The Exynos 5 Octa represents a big departure from its usual GPU tradition. The Exynos line has always used  ARM's Mali GPUs, but the Exynos 5 moves to a PowerVR GPU, in this case, the PowerVR SGX544MP3, practically identical to the GPU used in the iPad 3. ImgTech's GPU line has a very mature unified shader architecture, and it doesn't at all support OpenGL ES 3.0. There are 12 unified shader units in this GPU (four per module, as this is the MP3, hence, three modules), each of which contain four ALUs. But the difference between the iPad 3's SoC and the Exynos Octa is that the Octa's SGX544MP3 is clocked much higher, at 533MHz. That equates to 51.1 GFLOPS peak performance, which is almost exactly in between the iPad 3's 32 GFLOPs and the iPad 4's 71.6 GFLOPS. Looking at these figures, it seems that the Exynos 5 Octa won't be keeping up with the competition at all. Its performance, at least in paper, pales compared to NVIDIA's competitive offering. The memory interface of the Octa isn't yet known, but it will probably be somewhat alike, if not better than, its little brother, the Exynos 5 Dual, which has a dual-channel DDR3-1600 memory interface, which should actually be good even for 2560x1600 tablets.

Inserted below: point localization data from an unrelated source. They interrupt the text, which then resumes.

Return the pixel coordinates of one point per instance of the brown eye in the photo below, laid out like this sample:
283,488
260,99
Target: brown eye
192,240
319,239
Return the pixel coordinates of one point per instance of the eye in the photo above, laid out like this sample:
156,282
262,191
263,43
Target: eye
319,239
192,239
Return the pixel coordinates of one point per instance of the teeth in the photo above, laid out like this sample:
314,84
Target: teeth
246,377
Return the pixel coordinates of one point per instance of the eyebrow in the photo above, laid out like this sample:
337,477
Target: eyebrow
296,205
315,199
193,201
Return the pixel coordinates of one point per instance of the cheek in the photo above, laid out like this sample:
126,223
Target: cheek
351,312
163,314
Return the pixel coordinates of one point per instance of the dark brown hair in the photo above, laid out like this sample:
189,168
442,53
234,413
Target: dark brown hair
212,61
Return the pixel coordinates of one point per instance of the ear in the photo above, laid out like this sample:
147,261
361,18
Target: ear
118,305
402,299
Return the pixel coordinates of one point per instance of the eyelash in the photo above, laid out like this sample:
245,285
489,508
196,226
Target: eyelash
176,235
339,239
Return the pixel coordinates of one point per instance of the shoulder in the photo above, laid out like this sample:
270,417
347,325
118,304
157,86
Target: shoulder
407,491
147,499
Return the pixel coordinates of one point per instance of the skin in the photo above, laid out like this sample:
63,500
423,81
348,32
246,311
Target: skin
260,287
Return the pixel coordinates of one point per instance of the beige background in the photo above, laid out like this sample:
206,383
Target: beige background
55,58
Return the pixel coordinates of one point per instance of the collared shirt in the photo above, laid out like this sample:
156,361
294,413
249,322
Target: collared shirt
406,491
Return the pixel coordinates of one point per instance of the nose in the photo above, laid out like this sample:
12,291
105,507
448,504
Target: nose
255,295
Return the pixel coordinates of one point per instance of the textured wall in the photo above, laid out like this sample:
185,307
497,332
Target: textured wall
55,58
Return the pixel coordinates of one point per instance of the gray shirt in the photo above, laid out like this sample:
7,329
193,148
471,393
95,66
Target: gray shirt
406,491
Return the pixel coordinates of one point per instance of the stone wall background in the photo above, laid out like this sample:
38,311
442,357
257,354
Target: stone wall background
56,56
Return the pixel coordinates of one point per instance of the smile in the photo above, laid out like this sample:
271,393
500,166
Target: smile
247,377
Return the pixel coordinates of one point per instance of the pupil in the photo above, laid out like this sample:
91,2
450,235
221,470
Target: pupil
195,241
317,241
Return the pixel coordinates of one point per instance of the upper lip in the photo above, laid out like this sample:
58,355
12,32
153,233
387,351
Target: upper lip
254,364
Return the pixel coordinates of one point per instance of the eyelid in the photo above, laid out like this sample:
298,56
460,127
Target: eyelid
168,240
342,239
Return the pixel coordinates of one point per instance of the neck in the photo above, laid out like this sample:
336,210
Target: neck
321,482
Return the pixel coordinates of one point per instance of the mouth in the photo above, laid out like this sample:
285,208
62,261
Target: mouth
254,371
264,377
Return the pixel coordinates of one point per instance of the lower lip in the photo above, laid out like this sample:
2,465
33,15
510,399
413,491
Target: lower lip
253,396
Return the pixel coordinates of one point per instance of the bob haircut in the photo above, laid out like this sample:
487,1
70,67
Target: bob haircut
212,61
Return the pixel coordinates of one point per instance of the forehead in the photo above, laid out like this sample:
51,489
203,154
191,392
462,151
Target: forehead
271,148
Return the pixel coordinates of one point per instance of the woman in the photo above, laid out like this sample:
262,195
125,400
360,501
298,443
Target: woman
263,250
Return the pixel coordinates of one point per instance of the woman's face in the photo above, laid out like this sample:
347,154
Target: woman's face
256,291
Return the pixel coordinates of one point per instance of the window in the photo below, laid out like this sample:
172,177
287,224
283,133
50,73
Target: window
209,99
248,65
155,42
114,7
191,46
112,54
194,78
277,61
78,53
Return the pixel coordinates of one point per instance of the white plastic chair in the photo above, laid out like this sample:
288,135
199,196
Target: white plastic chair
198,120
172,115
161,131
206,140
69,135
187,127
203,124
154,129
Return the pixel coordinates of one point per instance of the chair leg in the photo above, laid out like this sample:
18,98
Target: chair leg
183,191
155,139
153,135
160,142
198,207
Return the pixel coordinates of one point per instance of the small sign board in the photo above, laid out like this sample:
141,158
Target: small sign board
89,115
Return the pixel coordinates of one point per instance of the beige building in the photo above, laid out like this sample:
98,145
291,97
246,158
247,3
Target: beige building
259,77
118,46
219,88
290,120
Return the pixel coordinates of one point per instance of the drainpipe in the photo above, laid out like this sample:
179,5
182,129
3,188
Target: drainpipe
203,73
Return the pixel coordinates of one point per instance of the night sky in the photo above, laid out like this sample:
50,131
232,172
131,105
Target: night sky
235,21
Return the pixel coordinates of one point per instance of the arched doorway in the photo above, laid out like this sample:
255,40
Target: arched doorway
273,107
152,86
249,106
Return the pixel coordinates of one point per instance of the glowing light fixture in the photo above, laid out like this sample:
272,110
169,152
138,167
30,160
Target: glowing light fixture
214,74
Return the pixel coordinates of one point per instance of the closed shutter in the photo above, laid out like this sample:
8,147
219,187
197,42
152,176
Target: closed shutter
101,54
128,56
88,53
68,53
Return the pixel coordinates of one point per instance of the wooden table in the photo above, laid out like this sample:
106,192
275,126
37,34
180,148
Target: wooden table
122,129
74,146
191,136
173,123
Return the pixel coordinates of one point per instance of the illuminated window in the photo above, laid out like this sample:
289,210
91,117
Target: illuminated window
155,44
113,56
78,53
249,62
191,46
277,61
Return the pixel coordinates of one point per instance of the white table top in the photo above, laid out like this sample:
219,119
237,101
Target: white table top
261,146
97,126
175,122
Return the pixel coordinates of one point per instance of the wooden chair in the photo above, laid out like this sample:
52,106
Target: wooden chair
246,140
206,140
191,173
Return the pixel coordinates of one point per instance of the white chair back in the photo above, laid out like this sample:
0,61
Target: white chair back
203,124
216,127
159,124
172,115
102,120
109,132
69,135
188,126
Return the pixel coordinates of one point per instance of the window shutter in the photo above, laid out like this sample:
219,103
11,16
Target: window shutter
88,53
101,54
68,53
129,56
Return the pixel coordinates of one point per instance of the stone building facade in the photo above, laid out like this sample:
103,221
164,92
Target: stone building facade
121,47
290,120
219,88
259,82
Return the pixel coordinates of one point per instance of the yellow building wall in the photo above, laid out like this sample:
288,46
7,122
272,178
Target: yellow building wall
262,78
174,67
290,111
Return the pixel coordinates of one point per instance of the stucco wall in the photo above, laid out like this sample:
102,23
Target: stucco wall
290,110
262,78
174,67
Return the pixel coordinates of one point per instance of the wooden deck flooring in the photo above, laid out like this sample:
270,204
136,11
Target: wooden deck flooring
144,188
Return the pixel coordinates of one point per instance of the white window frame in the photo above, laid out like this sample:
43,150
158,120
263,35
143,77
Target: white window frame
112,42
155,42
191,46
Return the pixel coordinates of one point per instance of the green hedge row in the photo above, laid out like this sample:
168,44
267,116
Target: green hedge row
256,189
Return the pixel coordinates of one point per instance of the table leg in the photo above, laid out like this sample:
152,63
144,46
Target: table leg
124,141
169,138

Unfortunately, Qualcomm never discloses any information about its Adreno GPUs, so all we know is that the Snapdragon 800 will debut the Adreno 330 GPU, which should provide the same feature set as the current Adreno 320, but with higher performance capabilities. Considering that currently the Adreno 320 is already one of the most powerful GPUs available, a lot is expected from the 330. Aside from performance, the 330 will be an OpenGL ES 3.0 capable graphics processor, and that's pretty much all that is known. But the bottom line is, when the Snapdragon 800 debuts, it will probably boast the best mobile GPU, with the likes of even surpassing the Tegra 4's beefy GPU. Much like the Exynos 5 Dual, and probably the Octa too, the Snapdragon 800's memory interface will be of two DDR3-1600 channels.

Conclusion

All of these SoCs have many similarities, well, except for the Tegra 4i, which is clearly destined to be a mid-range SoC, and cannot compete with any of the other top-end SoCs. These are similar in the way that they all use 28nm process, they're all quad-cores of brand new CPU architectures, and all of them have some method of increasing power consumption. In the case of NVIDIA and Samsung, the solution is to increase power efficiency by adding in low power cores to handle simple workloads, while Qualcomm does chooses to have their cores with asynchronous clock rates. Their key difference comes in terms of their GPUs. While Samsung, oddly, chooses to use a GPU that isn't very competitive, NVIDIA and Qualcomm are taking gaming performance very seriously and improving their GPU offerings. In terms of memory, in fact, all of these SoCs have nearly identical memory interfaces, so the key difference will be how efficiently the CPU and GPU use the memory bandwidth. But ultimately it all comes down to when these SoCs are being released. Technically, the Exynos 5 Octa already debuted in the GT-I9500 variant of the Galaxy S4, but most S4s are the I9505 variants with a Snapdragon 600 SoC, so there are few devices shipping with the Octa due to low availability of the SoC. The Tegra 4 is supposed to break cover in May/June with the NVIDIA SHIELD gaming portable, and the Snapdragon 800, as well as the Tegra 4i, are supposed to debut later this year.